Question

When the temperature of a gas is raised from 27°C to 90°C, the increase in the rms velocity of the gas molecules is:

• A. \( 10\% \)
• B. \( 15\% \)
• C. \( 20\% \)
• D. \( 17.5\% \)

Hint:

To calculate the change in \( v_{\text{rms}} \), use the proportionality \( v_{\text{rms}} \propto \sqrt{T} \). Convert temperatures to Kelvin before substitution and simplify using the square root property.

Answer 1

The Correct Option is A

Root Mean Square (rms) Velocity and Temperature Relationship

The root mean square velocity of gas molecules at a given temperature \( T \) is: \[ v_{\text{rms}} = \sqrt{\frac{3kT}{m}} \] where:

• \( k \): Boltzmann constant
• \( m \): mass of one molecule 

Alternatively, using the ideal gas law: \[ v_{\text{rms}} = \sqrt{\frac{3RT}{M}} \] where:

• \( R \): universal gas constant
• \( M \): molar mass of the gas

This shows that: \[ v_{\text{rms}} \propto \sqrt{T} \]

Step 1: Initial and Final Temperatures

• Initial temperature \( T_1 = 27^\circ C = 300\,K \)
• Final temperature \( T_2 = 90^\circ C = 363\,K \)

Step 2: Calculate Change in rms Velocity

Let: \[ v_1 = \sqrt{T_1} = \sqrt{300}, \quad v_2 = \sqrt{T_2} = \sqrt{363} \] Ratio: \[ \frac{v_2}{v_1} = \frac{\sqrt{363}}{\sqrt{300}} = \sqrt{\frac{363}{300}} = \sqrt{1.21} \approx 1.1 \]

Step 3: Percentage Increase

\[ \text{Percentage Increase} = (1.1 - 1) \times 100\% = 10\% \]

Conclusion:

The increase in rms velocity due to heating is: \[ \boxed{10\%} \]

Answer 2

Step 1: Understanding the Root Mean Square (rms) Velocity Formula The root mean square (rms) velocity of gas molecules is given by: \[ v_{\text{rms}} = \sqrt{\frac{3RT}{M}} \] where: - \( R \) is the universal gas constant, - \( T \) is the absolute temperature in Kelvin, - \( M \) is the molar mass of the gas.

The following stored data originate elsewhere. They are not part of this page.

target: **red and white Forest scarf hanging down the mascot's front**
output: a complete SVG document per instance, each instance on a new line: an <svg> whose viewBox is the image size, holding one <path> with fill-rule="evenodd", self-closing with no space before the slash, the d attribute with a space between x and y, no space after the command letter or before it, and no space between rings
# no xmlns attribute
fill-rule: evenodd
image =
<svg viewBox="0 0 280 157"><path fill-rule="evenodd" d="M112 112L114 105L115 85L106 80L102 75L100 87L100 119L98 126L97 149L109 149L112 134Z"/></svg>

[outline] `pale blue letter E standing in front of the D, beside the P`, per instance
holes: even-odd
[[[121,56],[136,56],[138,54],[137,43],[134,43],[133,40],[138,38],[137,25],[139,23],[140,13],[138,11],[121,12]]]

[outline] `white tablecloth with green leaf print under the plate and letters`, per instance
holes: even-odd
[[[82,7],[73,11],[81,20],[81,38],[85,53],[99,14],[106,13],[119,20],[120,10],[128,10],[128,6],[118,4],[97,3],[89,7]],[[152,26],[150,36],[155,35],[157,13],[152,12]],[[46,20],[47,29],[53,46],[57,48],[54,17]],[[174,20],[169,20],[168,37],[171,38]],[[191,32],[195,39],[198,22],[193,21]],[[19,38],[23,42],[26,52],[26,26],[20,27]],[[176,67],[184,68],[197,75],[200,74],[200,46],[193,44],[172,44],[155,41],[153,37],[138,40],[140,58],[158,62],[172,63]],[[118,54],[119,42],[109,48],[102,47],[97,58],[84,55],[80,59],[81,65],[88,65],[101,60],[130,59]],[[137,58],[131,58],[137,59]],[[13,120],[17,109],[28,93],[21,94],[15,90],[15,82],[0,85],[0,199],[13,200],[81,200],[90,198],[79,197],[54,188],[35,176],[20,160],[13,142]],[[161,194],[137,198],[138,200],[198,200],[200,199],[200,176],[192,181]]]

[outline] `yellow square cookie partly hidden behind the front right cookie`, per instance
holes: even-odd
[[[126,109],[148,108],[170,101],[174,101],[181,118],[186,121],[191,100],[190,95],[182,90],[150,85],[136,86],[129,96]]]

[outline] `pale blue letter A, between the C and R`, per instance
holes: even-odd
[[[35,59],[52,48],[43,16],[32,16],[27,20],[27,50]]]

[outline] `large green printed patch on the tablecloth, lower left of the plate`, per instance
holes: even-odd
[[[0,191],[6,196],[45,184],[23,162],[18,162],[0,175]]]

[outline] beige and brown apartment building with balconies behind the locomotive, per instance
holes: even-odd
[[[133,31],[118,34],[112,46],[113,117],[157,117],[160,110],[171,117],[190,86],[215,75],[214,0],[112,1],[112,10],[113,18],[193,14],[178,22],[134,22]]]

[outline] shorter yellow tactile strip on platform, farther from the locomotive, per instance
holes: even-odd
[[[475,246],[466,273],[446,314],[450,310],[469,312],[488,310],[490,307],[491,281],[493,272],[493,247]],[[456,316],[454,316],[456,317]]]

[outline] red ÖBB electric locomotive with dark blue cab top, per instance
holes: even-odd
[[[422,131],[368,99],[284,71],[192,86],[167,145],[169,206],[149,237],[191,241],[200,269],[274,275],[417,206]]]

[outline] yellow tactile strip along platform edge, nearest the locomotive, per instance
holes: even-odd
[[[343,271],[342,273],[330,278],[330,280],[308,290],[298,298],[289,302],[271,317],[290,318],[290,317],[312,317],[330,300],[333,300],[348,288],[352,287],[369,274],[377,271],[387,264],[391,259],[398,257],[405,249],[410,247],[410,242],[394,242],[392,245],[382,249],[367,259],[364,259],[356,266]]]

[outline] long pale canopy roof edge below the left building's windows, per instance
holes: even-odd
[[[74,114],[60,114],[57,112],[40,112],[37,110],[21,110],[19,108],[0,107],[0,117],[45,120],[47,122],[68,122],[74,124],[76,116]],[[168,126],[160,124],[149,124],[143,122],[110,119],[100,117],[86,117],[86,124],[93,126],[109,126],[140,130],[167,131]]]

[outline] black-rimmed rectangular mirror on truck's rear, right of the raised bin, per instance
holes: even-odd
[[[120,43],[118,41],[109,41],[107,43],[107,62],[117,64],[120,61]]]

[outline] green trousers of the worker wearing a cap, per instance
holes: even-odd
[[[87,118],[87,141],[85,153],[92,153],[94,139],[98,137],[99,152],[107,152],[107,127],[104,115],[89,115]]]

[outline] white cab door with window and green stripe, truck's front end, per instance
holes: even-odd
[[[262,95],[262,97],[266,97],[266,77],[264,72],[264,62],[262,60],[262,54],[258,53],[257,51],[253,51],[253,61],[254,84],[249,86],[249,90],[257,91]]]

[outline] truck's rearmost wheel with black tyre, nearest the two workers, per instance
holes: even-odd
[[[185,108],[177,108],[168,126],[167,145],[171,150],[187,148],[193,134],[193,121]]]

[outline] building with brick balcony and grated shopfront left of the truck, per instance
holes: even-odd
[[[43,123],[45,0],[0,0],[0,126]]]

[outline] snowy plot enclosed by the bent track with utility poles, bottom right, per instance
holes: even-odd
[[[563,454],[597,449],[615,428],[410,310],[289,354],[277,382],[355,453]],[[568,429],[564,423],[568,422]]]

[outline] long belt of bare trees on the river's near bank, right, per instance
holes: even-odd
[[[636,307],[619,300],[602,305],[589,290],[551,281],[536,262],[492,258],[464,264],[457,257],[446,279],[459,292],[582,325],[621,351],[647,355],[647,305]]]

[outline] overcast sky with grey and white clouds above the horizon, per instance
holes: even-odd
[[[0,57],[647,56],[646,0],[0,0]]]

Since \( v_{\text{rms}} \) is proportional to the square root of temperature, we can write: \[ v_{\text{rms}} \propto \sqrt{T} \] Step 2: Converting Temperatures to Kelvin Given initial and final temperatures in Celsius: \[ T_1 = 27^\circ C = 27 + 273 = 300 \text{ K} \] \[ T_2 = 90^\circ C = 90 + 273 = 363 \text{ K} \] Step 3: Finding the Change in \( v_{\text{rms}} \) The ratio of rms velocities at the two temperatures is: \[ \frac{v_{\text{rms,2}}}{v_{\text{rms,1}}} = \sqrt{\frac{T_2}{T_1}} \] \[ \frac{v_{\text{rms,2}}}{v_{\text{rms,1}}} = \sqrt{\frac{363}{300}} \] \[ \frac{v_{\text{rms,2}}}{v_{\text{rms,1}}} = \sqrt{1.21} \approx 1.1 \] Thus, the percentage increase in \( v_{\text{rms}} \) is: \[ \left( 1.1 - 1 \right) \times 100 = 10\% \]